L'ingénieur Ottavio Galella croit pour sa part que le gouvernement du Québec et les municipalités de la région métropolitaine devraient saisir l'occasion pour amener le fédéral à négocier l'implantation du péage sur nouveau pont Champlain dans un cadre global, plus cohérent, qui comprendrait l'ensemble des ponts de l'île.

«La Communauté métropolitaine de Montréal, la Ville de Montréal et le ministère des Transports du Québec ont commis une erreur en refusant pendant des années d'envisager sérieusement la mise en place de péages, qui pourraient rapporter 400 millions de dollars par année pour des projets de transport.»

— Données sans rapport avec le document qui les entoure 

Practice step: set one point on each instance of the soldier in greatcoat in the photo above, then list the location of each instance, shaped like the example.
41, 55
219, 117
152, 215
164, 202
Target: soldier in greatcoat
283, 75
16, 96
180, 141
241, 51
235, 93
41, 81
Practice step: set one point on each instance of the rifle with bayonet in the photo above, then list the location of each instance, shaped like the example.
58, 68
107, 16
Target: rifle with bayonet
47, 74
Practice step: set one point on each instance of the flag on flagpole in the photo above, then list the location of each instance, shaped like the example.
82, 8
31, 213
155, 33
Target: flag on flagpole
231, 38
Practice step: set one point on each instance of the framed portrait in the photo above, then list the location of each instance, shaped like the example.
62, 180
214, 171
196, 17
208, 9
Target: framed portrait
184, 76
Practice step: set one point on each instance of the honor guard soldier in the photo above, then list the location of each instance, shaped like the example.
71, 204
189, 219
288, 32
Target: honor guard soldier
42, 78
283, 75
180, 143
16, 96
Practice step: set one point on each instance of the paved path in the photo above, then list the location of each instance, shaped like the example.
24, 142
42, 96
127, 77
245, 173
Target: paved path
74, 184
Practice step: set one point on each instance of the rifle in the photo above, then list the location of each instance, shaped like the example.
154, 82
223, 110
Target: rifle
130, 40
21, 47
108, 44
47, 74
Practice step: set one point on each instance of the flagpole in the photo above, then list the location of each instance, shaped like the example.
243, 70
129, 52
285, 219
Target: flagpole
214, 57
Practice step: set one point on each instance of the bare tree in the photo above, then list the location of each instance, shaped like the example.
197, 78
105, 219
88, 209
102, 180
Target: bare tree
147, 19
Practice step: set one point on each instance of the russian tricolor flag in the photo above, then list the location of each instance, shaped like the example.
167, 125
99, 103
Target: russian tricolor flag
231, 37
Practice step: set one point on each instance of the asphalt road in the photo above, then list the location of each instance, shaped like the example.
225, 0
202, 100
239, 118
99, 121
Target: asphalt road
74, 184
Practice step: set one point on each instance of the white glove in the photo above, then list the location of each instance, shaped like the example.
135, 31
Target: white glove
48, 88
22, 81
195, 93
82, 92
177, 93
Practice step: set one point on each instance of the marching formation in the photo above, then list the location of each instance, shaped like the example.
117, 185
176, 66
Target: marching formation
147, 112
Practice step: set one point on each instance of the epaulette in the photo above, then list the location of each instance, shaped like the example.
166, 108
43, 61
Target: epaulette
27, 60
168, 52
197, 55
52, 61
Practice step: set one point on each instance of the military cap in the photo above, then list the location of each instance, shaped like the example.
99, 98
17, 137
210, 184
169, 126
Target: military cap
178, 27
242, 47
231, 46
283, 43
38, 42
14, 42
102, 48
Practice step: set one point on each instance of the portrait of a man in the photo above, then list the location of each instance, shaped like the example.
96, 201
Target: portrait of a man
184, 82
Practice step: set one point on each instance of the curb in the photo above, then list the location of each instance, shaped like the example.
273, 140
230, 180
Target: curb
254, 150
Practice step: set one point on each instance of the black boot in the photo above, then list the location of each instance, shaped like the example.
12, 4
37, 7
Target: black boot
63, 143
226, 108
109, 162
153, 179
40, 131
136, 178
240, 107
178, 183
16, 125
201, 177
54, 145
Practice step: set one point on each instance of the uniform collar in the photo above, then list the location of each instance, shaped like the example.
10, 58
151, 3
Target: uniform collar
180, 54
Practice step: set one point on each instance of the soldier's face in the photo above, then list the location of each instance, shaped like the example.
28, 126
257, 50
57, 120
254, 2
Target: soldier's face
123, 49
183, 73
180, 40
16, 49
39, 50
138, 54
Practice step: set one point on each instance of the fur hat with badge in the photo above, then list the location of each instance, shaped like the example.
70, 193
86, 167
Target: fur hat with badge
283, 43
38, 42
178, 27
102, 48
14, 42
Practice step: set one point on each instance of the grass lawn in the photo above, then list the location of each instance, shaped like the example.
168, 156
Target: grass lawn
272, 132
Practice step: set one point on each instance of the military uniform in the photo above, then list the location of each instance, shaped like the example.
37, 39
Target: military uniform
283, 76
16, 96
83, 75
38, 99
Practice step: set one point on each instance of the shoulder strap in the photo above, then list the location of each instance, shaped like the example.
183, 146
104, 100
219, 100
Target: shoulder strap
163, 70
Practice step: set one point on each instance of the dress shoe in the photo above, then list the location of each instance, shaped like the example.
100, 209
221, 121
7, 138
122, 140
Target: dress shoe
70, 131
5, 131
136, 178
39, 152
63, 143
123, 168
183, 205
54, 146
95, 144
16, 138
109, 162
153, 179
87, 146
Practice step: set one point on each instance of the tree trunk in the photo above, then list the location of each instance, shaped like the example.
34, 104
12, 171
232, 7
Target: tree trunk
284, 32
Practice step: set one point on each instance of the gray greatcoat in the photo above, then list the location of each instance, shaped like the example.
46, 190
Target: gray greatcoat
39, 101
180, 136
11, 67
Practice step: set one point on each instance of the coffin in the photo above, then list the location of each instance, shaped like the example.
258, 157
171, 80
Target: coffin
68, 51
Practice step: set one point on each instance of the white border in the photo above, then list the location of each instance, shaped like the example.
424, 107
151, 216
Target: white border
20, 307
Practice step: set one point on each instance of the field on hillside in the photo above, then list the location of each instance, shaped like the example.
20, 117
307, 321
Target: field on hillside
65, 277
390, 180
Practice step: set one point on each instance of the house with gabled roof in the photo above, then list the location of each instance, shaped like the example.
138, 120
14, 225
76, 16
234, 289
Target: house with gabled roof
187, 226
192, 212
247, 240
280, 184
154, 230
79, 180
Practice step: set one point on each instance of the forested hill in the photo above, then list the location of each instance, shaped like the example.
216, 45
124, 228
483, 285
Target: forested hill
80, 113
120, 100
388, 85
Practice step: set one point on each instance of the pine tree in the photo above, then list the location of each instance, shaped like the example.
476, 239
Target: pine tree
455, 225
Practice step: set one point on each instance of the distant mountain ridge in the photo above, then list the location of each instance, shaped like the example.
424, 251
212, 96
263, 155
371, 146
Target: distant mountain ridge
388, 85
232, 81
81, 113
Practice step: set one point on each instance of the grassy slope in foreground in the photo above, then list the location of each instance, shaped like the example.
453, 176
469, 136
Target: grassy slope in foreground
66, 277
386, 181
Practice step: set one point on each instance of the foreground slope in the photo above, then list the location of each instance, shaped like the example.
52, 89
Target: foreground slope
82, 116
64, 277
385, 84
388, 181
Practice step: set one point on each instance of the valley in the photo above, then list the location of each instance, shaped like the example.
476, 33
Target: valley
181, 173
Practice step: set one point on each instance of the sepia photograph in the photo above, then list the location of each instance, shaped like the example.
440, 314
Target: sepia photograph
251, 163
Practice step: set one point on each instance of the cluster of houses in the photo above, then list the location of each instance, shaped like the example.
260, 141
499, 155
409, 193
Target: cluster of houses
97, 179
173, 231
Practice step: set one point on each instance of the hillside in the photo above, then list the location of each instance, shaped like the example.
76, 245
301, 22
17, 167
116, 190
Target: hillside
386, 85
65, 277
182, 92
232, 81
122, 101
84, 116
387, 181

«Le gouvernement fédéral nous force aujourd'hui à réagir et il faut négocier avec lui, croit M. Galella. Dans l'état actuel des discussions, la négociation pourrait devenir difficile. Mais elle est inévitable.»

Un pont «signature»

Une nette majorité des résidants de la région de Montréal souhaite que l'ouvrage qui remplacera le pont Champlain «devienne une signature» pour la ville.

Deux répondants sur trois (65%) approuvent ainsi la tenue d'un concours international d'architecture en vue de la conception de la nouvelle structure sur le Saint-Laurent, dont le coût est estimé à entre 3 et 5 milliards.

Selon un sondage CROP mené pour La Presse, 67% des résidants de Montréal et 63% des banlieusards estiment «très» ou «assez» important de lancer un tel concours, malgré les hésitations du gouvernement fédéral sur ce point.

Seulement 7% des répondants montréalais et 13% des résidants des banlieues, soit 10% au total, sont d'avis qu'un tel concours n'est «pas important du tout». Ce sondage a été réalisé auprès de 1000 personnes, soit 482 résidants de Montréal et 518 résidants de la région du 450, à partir d'un panel web, entre les 18 et 22 octobre derniers.